Friday, November 2, 2012

Occupy is the Latest Generation (Know your history)

Click here to access article by Mickey Z. from World News Trust

Along with Mickey Z. and many others I have a strong hunch that the current lull in radical political activity has a lot to do with the false history which the historians and ideologues employed by the One Percent continue to propagate. In spite of the huge growth in profits and the concentration of wealth by the One Percent and the stagnation, if not decline, of wages and benefits for the 99 Percent and the continued sinking into the quicksand of debt, there is a persistent belief among many of the latter that things will return to a mythical past if only they work and try harder. This strategy employed by the One Percent to distort our memory about history acts to dis-empower us.

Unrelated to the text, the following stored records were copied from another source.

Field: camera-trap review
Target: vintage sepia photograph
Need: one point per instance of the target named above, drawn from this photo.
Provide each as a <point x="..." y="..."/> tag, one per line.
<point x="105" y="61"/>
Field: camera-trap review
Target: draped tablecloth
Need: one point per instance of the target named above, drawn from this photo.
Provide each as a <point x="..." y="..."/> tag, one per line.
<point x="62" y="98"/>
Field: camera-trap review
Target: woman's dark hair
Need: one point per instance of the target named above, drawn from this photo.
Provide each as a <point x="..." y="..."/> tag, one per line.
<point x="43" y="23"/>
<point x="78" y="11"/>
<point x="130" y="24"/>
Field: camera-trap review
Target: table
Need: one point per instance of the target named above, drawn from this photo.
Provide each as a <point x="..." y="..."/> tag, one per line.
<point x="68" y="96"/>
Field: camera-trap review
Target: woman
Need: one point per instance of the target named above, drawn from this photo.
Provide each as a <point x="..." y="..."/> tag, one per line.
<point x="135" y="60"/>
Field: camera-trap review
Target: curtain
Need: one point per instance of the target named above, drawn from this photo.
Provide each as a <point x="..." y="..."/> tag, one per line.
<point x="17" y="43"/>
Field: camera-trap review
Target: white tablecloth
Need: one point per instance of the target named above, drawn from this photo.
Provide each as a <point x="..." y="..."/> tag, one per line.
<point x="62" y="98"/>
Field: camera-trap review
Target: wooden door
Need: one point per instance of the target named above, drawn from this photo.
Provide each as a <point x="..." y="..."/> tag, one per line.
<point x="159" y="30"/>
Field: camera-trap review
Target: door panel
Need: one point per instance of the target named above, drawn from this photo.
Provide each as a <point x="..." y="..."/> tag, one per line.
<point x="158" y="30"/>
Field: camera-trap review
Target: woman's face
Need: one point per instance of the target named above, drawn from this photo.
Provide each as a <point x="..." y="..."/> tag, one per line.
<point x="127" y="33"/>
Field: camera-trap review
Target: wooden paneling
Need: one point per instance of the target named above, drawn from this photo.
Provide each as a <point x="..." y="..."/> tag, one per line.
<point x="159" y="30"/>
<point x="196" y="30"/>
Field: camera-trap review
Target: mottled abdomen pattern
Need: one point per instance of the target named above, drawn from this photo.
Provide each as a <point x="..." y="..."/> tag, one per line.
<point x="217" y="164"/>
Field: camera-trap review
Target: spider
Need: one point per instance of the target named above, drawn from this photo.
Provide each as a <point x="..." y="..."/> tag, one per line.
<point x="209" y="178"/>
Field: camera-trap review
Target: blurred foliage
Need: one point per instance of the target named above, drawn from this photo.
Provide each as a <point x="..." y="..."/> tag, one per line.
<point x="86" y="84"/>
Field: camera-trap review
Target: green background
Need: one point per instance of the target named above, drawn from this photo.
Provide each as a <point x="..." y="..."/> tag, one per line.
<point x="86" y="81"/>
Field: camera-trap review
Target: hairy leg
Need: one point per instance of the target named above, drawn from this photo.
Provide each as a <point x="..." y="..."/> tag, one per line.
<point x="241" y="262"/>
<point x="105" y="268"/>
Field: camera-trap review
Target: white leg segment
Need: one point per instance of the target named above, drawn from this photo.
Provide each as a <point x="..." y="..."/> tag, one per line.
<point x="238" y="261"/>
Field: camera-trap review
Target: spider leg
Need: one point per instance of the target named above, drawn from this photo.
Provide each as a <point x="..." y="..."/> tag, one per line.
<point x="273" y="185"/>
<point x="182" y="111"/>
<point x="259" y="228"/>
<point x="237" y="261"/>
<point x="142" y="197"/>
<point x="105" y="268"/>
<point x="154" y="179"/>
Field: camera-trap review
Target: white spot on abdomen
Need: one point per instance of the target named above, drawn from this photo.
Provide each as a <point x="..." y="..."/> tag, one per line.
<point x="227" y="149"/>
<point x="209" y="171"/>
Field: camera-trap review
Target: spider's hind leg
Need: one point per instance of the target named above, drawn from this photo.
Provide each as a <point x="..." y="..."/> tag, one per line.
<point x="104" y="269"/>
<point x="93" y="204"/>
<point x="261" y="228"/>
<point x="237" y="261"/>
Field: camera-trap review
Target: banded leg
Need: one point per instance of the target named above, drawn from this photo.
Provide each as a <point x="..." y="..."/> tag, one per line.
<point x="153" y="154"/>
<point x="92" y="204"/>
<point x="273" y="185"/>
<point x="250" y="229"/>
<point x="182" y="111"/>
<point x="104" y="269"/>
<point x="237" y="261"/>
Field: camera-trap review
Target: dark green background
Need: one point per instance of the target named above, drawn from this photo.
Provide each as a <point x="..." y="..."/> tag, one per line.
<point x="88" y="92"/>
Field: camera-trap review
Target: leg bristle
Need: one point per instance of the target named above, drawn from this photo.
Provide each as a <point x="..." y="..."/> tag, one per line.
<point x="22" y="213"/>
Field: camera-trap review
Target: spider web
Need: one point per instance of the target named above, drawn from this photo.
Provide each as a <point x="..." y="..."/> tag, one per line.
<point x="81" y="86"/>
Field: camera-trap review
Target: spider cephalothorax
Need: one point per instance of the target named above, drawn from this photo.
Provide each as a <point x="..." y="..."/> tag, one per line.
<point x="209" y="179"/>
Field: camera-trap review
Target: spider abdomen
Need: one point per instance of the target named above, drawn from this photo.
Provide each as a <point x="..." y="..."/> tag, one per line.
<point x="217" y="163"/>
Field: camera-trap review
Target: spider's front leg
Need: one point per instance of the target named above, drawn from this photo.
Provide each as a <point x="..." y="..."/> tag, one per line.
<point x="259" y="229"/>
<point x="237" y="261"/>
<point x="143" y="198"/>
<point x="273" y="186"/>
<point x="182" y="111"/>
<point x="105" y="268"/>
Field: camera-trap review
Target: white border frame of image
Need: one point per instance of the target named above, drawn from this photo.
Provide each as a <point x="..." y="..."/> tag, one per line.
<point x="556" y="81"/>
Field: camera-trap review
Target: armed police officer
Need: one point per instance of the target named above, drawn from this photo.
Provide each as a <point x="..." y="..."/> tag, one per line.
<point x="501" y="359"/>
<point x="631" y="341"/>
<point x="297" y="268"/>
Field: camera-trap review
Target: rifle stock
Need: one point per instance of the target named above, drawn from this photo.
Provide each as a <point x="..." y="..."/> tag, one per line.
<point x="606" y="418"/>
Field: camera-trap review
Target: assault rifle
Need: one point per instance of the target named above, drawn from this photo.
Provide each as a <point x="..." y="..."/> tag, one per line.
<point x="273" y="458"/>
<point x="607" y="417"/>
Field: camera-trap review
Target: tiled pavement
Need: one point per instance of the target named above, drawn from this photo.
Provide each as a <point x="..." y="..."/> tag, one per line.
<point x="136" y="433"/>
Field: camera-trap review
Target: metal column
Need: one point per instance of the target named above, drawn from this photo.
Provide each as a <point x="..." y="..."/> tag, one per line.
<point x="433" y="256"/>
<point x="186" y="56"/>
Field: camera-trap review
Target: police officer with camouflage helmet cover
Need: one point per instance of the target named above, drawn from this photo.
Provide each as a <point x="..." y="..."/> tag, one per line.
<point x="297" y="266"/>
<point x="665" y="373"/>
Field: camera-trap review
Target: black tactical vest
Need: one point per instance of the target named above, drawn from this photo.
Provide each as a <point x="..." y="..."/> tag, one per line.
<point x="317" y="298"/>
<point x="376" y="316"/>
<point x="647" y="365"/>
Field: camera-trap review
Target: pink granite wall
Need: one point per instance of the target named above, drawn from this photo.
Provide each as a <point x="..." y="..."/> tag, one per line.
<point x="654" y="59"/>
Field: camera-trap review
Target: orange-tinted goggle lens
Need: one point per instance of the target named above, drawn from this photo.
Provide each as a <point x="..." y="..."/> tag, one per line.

Mickey Z. implores us to know our true history.
A society purposefully and relentlessly conditioned by corporate propaganda is a society quite receptive to the alluring appeal of the “good old days” (GOD). Like all myths, the mere existence of the GOD illusion makes other myths easier to swallow.
If the GOD invention is accepted as accurate, the wars fought, the businesses started and subsidized, the legislation passed, the culture created, and the leaders elected during the GOD get a free ride on their coattails. We become a nation of people gazing backward for innocence lost rather than looking ahead with lessons learned.